You could be right and another thought why was the LM above the CSM while preparing to land? 

Assuming this shot was taken shortly after LM/CSM separation, it's because the CSM executes a downward separation burn. This keeps the period of the two spacecraft the same, but they will appear to move around each other within the orbit plane once per orbit. You may have seen slow flyarounds of the ISS taken from the shuttle; this is essentially how it was done.

Caveat: I know Apollo 11's CSM executed the downward separation maneuver; the procedure may have been different for Apollo 17.

[bknight]

Assuming this shot was taken shortly after LM/CSM separation, it's because the CSM executes a downward separation burn. This keeps the period of the two spacecraft the same, but they will appear to move around each other within the orbit plane once per orbit. You may have seen slow flyarounds of the ISS taken from the shuttle; this is essentially how it was done.

Caveat: I know Apollo 11's CSM executed the downward separation maneuver; the procedure may have been different for Apollo 17.

The images were both taken during the orbit 12 after the separation and circularization maneuver taking place at GET 109:17:29.  I didn't realize the CSM reduced altitude while separating.  Good things come by being in this forum.

[12oh2alarm]

Trigonometry says radius/distance = tan alpha = alpha (for small alpha).
So 5m/distance = 0.5 * pi/180 <=> distance = 2*5m*180/pi = 573m.

Factor of 2 missing, since I use the radius instead of the diameter, I should use (alpha/2) instead:
distance = radius/tan(alpha/2).
The maximum distance for the disk to completely cover the sun is now 1145m.
Further than this distance the CSM casts no more umbra, only penumbra, which gets quickly unnoticeable on film as distance increases.

[bknight]

At what angle value does this equation revert back to tan(angle) = d/D form?

[12oh2alarm]

At what angle value does this equation revert back to tan(angle) = d/D form?

I'm not sure I understand the question.
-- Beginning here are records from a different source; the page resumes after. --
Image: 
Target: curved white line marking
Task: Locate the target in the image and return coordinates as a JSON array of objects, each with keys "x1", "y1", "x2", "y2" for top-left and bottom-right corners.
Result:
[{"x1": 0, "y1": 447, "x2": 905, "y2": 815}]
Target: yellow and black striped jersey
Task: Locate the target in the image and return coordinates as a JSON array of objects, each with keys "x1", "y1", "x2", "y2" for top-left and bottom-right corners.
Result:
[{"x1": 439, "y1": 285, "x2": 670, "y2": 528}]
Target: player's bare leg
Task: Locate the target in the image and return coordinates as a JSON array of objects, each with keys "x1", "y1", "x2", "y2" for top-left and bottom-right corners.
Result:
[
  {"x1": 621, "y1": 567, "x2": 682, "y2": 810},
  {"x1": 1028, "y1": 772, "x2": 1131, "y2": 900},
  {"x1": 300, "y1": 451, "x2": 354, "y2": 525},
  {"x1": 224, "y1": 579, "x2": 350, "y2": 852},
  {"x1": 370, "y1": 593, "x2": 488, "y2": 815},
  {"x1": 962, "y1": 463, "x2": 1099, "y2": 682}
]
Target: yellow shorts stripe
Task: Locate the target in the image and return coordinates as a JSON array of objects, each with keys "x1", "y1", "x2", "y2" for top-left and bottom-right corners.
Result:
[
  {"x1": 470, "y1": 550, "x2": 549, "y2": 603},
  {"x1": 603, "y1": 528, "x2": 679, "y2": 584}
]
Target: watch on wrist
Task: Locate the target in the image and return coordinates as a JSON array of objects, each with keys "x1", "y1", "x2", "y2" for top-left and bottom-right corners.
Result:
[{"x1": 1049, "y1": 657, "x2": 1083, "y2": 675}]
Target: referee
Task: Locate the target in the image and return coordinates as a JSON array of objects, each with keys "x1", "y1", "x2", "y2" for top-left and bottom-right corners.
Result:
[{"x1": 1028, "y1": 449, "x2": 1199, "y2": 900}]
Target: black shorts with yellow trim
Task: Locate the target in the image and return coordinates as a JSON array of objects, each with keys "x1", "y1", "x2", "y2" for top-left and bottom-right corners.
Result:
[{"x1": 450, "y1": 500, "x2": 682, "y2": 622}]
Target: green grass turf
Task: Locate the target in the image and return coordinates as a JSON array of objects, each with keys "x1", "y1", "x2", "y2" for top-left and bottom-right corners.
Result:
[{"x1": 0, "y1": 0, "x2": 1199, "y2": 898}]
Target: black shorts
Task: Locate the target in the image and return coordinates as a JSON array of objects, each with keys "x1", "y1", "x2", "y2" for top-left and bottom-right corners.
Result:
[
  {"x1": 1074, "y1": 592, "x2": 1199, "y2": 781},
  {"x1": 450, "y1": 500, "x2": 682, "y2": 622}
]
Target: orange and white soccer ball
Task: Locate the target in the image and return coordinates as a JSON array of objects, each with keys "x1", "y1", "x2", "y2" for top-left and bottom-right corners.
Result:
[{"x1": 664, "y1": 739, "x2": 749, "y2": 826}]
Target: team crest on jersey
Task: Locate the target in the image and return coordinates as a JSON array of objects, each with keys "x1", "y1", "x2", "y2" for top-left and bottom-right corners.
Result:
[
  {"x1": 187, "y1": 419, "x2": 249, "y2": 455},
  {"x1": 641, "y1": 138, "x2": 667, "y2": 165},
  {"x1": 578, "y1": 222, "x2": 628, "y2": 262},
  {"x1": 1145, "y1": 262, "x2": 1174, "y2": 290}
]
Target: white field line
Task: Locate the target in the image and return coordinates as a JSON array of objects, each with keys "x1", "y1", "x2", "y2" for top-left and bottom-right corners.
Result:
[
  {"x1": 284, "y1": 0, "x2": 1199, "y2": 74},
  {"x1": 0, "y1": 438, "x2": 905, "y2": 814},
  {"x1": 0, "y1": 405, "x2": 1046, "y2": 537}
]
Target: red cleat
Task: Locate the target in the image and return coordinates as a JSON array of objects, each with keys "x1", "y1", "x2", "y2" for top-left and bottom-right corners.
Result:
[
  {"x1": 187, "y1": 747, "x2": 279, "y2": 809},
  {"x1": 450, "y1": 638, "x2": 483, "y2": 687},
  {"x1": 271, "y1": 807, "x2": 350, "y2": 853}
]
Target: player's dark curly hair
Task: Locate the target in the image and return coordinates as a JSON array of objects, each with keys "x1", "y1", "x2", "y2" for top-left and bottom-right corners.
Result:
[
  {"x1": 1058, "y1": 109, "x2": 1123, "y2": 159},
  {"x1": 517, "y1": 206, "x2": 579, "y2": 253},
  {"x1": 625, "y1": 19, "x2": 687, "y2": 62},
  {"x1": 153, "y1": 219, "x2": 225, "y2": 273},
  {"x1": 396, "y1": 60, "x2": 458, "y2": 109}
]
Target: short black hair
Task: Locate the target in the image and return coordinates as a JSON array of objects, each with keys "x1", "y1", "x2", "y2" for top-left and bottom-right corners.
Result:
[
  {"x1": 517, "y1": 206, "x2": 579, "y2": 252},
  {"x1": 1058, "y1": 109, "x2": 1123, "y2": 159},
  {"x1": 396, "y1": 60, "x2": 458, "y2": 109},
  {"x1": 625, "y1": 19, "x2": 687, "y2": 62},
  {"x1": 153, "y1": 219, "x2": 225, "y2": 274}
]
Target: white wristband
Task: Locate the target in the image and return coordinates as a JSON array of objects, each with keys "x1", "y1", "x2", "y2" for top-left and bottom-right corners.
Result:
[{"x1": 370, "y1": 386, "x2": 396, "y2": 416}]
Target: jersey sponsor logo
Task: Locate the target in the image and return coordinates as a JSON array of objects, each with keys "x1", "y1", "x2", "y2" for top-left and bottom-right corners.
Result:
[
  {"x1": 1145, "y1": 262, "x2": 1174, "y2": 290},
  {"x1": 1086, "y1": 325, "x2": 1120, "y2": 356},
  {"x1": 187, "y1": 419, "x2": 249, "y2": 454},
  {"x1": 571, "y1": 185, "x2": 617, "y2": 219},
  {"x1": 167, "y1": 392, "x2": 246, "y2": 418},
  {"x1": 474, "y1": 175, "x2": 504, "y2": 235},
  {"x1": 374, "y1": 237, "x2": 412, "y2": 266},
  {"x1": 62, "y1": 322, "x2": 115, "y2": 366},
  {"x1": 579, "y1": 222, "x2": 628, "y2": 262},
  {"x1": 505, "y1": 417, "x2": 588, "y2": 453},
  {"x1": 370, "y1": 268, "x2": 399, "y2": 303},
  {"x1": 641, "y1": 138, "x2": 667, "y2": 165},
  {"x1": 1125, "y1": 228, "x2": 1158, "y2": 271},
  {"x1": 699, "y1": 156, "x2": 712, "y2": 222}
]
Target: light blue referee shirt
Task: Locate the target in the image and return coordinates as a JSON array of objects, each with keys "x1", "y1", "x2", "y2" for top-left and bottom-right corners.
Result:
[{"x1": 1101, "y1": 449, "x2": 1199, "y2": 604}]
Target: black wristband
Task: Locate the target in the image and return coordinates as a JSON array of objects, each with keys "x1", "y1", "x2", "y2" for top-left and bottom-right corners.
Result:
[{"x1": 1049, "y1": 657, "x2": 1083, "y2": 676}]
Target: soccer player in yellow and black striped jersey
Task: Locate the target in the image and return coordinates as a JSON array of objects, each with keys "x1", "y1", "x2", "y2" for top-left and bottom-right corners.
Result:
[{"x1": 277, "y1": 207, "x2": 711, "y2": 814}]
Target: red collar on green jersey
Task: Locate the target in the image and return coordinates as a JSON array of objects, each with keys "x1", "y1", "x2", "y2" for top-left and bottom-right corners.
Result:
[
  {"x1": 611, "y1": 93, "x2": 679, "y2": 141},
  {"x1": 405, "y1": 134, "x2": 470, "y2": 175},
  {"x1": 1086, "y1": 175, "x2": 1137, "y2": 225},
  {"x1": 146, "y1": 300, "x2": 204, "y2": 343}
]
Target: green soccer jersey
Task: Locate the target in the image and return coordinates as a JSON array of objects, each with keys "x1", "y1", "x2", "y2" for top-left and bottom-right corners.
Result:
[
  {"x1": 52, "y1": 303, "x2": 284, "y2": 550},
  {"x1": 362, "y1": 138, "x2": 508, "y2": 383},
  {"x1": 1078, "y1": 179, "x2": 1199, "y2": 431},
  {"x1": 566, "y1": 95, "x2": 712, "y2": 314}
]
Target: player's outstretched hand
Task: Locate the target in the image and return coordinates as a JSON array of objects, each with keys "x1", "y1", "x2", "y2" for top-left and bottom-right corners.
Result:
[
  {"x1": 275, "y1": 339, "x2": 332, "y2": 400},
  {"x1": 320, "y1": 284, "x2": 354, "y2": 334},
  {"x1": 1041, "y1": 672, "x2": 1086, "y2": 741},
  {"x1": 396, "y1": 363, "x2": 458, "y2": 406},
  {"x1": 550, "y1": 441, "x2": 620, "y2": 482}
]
We can use two slightly different formulae:

tan(alpha/2) = radius/distance    (eqn. 1)
tan(alpha)   = diameter/distance  (eqn. 2)

You could ask for the error (difference in computed distance) for both equations. Let's do that!
If you use the tan x = x approximation the distance is exactly the same: 1145.915m
If you don't, the results are

5m/tan(.25deg) = 1145.908m   (using eqn. 1)
10m/tan(.5deg) = 1145.887m   (using eqn. 2)

All three values are within 28mm (a good inch), a relative error of 2E-5 or 2 parts in 100,000.
For estimating umbral shadow existence, this is completely negligible and the approximation justified.

You might also ask, at what angle does the error for the tan x = x approximation become larger than some given threshold. Let's compute that as well. Say, 1 percent relative error, or 0.01:
We need to solve (tan x - x)/x >= 0.01
A numerical solution yields x > 0.172, or 9.86 degrees, at which angle the aproximation error exceeds one percent.

[bknight]

Umm, the definition that I saw:
http://astro.physics.uiowa.edu/ITU/glossary/small-angle-formula/

Since these angular diameters are often small, we can use the small angle approximation which will give us:
tan theta ~ theta

That was the size of the angle I was asking, not sure if this answers the question.

[12oh2alarm]

Umm, the definition that I saw:
http://astro.physics.uiowa.edu/ITU/glossary/small-angle-formula/

Since these angular diameters are often small, we can use the small angle approximation which will give us:
tan theta ~ theta

That was the size of the angle I was asking, not sure if this answers the question.

That's the same formula as my eqn. 2 and there is no specific angle at which the approximation "reverts" to the exact formula. The error is a function of the angle which is always nonzero, except for the trivial case of theta = 0. That's why I provided the one percent error example.